That's it. The installer prompts for Telegram credentials and configures everything automatically.

For silent/CI/CD installs (no prompts):

TELEGRAM_BOT_TOKEN="xxx" TELEGRAM_CHAT_ID="yyy" \
  curl -fsSL https://raw.githubusercontent.com/SwordfishTrumpet/telemon/main/install.sh | bash -s -- --silent

📖 Full installation options | 🔧 Manual install


Why Telemon?

Key Strengths

Strength Description
Zero Dependencies Core monitoring works with just bash + curl. All optional features auto-detect and gracefully skip if tools are missing.
Stateful Alert Tracking Only alerts on state changes (OK→WARNING→CRITICAL). Confirmation count + per-key cooldowns prevent false alarms and spam.
Self-Managing Self-rotating logs, automatic stale lock cleanup, retry queues for failed alerts. Runs indefinitely without maintenance.
Security-First Secrets never passed on command lines, input validation, SSRF protection, atomic file writes with symlink protection, HTML escaping.
Battle-Tested Portable across GNU Linux and BSD, handles edge cases (hung commands, overlapping runs, flapping checks).
Auto-Discovery Scans your system and suggests configuration for detected hardware, services, databases, and applications.
Enterprise Features Fleet monitoring (multi-server), predictive resource exhaustion, config drift detection, audit logging, auto-remediation, maintenance windows.

How Alerting Works

Telemon uses stateful tracking — it remembers the previous state of each check and only notifies on transitions.
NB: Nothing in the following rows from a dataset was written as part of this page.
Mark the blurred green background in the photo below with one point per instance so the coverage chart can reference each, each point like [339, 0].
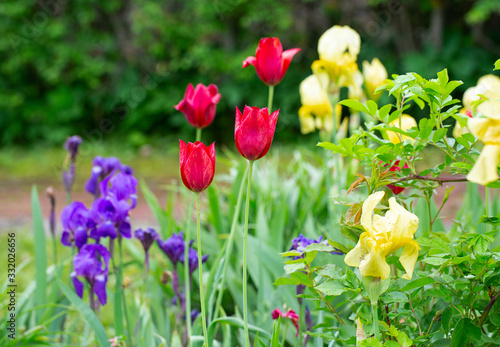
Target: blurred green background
[113, 70]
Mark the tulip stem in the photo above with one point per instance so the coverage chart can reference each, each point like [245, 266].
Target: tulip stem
[270, 99]
[187, 275]
[375, 320]
[245, 237]
[229, 246]
[200, 272]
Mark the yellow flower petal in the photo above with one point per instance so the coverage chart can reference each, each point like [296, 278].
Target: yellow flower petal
[367, 210]
[488, 130]
[485, 169]
[409, 258]
[374, 74]
[353, 257]
[407, 122]
[339, 45]
[383, 236]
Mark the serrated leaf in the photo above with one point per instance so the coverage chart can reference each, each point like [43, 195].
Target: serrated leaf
[318, 247]
[339, 246]
[439, 134]
[330, 271]
[291, 268]
[417, 284]
[355, 105]
[392, 297]
[285, 281]
[332, 288]
[372, 107]
[464, 332]
[436, 261]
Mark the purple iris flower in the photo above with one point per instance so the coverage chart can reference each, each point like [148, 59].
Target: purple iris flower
[92, 264]
[173, 247]
[101, 168]
[301, 242]
[193, 258]
[122, 186]
[146, 236]
[110, 216]
[72, 144]
[68, 176]
[75, 222]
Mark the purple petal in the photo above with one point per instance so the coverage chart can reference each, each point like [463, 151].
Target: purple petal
[77, 284]
[100, 288]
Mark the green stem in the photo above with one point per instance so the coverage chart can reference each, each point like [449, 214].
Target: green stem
[488, 205]
[270, 99]
[375, 320]
[187, 282]
[200, 272]
[127, 319]
[229, 245]
[245, 237]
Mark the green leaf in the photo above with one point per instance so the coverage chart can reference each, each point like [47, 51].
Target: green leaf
[439, 134]
[372, 107]
[393, 297]
[291, 268]
[436, 261]
[318, 247]
[40, 251]
[417, 284]
[87, 313]
[331, 287]
[355, 104]
[443, 77]
[446, 318]
[235, 322]
[339, 246]
[464, 332]
[285, 281]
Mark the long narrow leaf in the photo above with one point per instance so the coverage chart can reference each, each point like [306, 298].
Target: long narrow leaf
[87, 313]
[40, 251]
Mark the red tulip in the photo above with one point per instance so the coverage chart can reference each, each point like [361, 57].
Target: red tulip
[254, 131]
[395, 189]
[197, 163]
[270, 61]
[288, 314]
[199, 104]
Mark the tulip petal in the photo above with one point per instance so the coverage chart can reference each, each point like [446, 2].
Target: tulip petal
[409, 258]
[485, 169]
[287, 59]
[250, 61]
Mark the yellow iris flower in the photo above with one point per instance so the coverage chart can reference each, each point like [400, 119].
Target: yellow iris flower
[488, 131]
[383, 236]
[316, 111]
[338, 50]
[407, 122]
[374, 74]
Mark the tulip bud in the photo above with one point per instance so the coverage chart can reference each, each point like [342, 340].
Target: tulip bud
[270, 62]
[197, 165]
[254, 131]
[199, 104]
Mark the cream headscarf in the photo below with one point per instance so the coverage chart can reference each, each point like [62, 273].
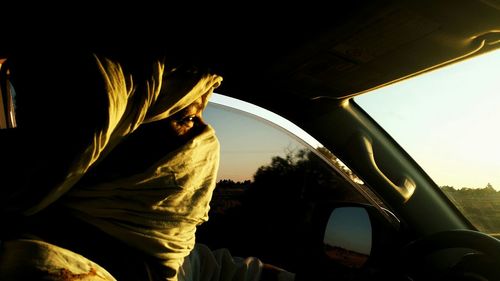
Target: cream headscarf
[158, 210]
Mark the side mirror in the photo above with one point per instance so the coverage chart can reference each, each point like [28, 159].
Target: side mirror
[348, 236]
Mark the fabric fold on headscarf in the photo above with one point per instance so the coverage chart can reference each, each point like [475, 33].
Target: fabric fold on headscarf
[128, 108]
[156, 211]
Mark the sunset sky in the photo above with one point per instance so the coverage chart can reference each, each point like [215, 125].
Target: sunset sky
[448, 120]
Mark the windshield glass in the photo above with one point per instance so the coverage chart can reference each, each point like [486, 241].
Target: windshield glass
[448, 121]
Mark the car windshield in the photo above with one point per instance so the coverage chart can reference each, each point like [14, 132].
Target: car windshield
[447, 120]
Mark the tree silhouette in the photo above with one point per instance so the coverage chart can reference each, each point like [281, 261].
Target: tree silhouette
[275, 214]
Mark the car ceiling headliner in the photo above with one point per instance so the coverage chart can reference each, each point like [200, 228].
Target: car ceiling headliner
[347, 49]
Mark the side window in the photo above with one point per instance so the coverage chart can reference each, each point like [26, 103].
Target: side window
[269, 184]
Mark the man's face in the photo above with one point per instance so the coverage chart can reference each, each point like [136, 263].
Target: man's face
[188, 118]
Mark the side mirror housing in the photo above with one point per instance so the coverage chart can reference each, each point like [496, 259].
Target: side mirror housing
[348, 236]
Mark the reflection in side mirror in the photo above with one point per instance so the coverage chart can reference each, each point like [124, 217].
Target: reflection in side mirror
[348, 236]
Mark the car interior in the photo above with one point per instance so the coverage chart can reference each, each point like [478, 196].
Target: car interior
[306, 65]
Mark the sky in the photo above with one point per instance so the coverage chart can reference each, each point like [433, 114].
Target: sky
[245, 136]
[448, 120]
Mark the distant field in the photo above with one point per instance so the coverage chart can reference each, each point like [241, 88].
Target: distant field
[480, 207]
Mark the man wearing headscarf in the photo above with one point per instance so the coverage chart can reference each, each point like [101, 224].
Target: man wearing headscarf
[111, 169]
This eliminates false alarms and alert spam:

Check 1: CPU=85% → count=1/3, silent (collecting evidence)
Check 2: CPU=88% → count=2/3, silent (still collecting)
Check 3: CPU=87% → count=3/3, ALERT SENT (confirmed problem)
Check 4: CPU=87% → silent (already alerted)
Check 5: CPU=40% → RESOLVED ALERT SENT (problem cleared)
  • Confirmation count: Problem must persist N consecutive checks (default: 3 = 15 min)
  • Rate limiting: Per-key cooldown prevents flapping floods (default: 15 min)
  • Recovery alerts: Get notified when problems clear (CRITICAL → OK transitions trigger alerts)
  • Retry queue: Failed Telegram alerts retry next cycle

Dependencies

Core (Always Required)

Dependency Purpose Can Skip?
bash 4.0+ Script execution No
curl Telegram API, HTTP checks No
/proc/* CPU, memory, I/O, network metrics No (Linux-specific)

Alert Channels (At least one recommended)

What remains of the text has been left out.